14AInterpretation of mandatory requirements

Intended parents providing gametes in surrogacy arrangements must be screened in line with requirements for gamete donors.

  • 14.1

    The centre should assess all those involved in surrogacy arrangements before providing treatment, in line with the welfare of the child assessment process, outlined in guidance note 8.

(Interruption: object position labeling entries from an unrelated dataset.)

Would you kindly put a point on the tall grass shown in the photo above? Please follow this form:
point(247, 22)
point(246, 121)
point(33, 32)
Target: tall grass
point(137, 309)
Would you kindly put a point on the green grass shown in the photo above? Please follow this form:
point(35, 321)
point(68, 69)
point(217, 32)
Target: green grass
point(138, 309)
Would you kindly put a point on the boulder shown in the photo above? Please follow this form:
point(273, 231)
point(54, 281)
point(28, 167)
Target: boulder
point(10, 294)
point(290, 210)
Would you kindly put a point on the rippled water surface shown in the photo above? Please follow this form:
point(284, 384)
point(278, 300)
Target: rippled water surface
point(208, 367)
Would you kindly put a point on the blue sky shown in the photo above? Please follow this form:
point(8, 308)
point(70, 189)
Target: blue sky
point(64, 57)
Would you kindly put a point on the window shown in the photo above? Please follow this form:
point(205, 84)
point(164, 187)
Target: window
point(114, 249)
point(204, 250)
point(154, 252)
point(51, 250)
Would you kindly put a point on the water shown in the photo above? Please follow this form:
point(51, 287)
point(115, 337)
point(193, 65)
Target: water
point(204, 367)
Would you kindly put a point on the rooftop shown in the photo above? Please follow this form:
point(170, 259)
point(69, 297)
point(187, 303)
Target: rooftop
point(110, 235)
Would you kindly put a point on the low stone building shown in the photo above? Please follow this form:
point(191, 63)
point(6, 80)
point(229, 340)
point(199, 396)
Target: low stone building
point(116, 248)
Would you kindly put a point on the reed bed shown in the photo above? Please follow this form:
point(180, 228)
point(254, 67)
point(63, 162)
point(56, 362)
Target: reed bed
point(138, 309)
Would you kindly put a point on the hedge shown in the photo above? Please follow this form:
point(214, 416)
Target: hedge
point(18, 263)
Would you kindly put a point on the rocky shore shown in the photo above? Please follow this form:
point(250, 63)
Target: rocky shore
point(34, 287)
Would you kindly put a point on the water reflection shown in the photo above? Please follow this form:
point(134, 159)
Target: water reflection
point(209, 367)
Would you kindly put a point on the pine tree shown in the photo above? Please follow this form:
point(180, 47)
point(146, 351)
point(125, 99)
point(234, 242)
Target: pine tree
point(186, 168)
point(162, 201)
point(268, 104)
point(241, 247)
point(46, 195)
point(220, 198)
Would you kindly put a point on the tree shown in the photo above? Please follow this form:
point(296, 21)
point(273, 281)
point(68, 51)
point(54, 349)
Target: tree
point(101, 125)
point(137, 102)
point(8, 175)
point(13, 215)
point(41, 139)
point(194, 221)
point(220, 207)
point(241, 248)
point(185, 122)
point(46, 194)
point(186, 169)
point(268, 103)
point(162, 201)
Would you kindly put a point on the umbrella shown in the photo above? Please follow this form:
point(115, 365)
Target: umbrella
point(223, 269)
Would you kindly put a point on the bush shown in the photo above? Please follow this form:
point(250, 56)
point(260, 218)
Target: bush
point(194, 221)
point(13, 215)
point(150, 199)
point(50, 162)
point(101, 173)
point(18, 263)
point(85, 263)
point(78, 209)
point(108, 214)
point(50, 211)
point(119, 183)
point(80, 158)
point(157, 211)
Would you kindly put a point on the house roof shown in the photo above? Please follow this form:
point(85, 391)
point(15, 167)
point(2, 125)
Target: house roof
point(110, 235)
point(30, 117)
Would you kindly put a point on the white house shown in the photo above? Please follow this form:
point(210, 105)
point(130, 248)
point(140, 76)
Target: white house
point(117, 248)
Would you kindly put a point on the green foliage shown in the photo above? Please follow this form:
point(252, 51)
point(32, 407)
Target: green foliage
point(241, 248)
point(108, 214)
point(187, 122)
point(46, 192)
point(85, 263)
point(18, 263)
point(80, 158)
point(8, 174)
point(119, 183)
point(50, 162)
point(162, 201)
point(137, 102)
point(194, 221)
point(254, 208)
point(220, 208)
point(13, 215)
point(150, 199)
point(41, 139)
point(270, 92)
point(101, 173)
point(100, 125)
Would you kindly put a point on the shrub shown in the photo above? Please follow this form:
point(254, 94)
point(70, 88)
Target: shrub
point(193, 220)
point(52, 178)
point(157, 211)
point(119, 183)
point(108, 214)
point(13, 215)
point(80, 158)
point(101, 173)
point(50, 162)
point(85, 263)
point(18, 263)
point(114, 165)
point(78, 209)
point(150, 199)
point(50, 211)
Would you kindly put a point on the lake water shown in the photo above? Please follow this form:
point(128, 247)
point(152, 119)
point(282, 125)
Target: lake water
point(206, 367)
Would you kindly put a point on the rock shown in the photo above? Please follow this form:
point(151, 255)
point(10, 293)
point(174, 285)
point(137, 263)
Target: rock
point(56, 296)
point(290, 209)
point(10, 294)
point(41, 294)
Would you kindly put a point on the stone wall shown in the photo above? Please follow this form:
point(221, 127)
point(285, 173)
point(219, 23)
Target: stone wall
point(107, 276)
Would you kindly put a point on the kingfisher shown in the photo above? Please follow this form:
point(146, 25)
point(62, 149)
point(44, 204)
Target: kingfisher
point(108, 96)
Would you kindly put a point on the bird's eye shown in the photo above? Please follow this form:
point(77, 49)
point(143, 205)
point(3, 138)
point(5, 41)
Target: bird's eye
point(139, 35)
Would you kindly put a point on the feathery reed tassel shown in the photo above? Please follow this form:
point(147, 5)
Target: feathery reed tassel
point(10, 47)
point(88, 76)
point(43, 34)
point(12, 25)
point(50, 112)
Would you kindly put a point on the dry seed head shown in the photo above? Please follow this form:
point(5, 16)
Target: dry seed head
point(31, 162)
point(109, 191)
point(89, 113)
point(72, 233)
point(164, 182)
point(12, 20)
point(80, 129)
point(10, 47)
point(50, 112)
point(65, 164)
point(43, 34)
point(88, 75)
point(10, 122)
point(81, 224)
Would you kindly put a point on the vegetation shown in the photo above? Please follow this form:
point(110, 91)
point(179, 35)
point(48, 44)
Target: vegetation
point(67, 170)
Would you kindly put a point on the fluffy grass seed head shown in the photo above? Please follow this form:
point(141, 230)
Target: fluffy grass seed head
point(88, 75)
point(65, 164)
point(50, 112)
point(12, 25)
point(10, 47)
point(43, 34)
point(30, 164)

Additional information for those involved in surrogacy arrangements

  • 14.2
    The centre should ensure that those involved in surrogacy arrangements have received information about legal parenthood under the HFE Act 2008 and other relevant legislation. This information should cover who may be the legal parent(s) when the child is born, as outlined in guidance note 6.
  • 14.3
    The centre should ensure that those involved in surrogacy arrangements have received information about the effect of the parenthood provisions in the HFE Act 2008 and in particular the Parental Orders provisions in the Act. These state that parental rights and obligations in respect of surrogacy arrangements may be transferred from the birth parent(s) to those who commissioned the surrogacy arrangement, as long as certain conditions are met. One of the conditions that must be met is that the gametes of one or more of the intended parents must be used, so that one partner has a genetic link to the child born. In the case of mitochondria donation, the mitochondria donor is not considered to be the biological parent (ie, because their nuclear DNA is not passed on to the child). Therefore, they cannot be an applicant for a parental order on the basis of that donation.
  • 14.4
    The centre should advise patients that surrogacy arrangements are unenforceable and that they are encouraged to seek legal advice about this and any other legal aspect of surrogacy.
  • 14.5
    The centre should satisfy itself that those involved in surrogacy arrangements have received enough information and understand the legal implications of these arrangements well enough to be able to give informed consent to treatment.
  • 14.6

    The centre should advise patients intending to travel to another country for the purpose of entering into a surrogacy arrangement that they are encouraged not to do so until they have sought legal advice about:

    a) legal parenthood of the prospective child

    b) immigration status and passport arrangements

    c) the adoption or parental orders procedures for that country, and

    d) the degree to which those procedures would be recognised under the law of the part of the United Kingdom in which the patients live.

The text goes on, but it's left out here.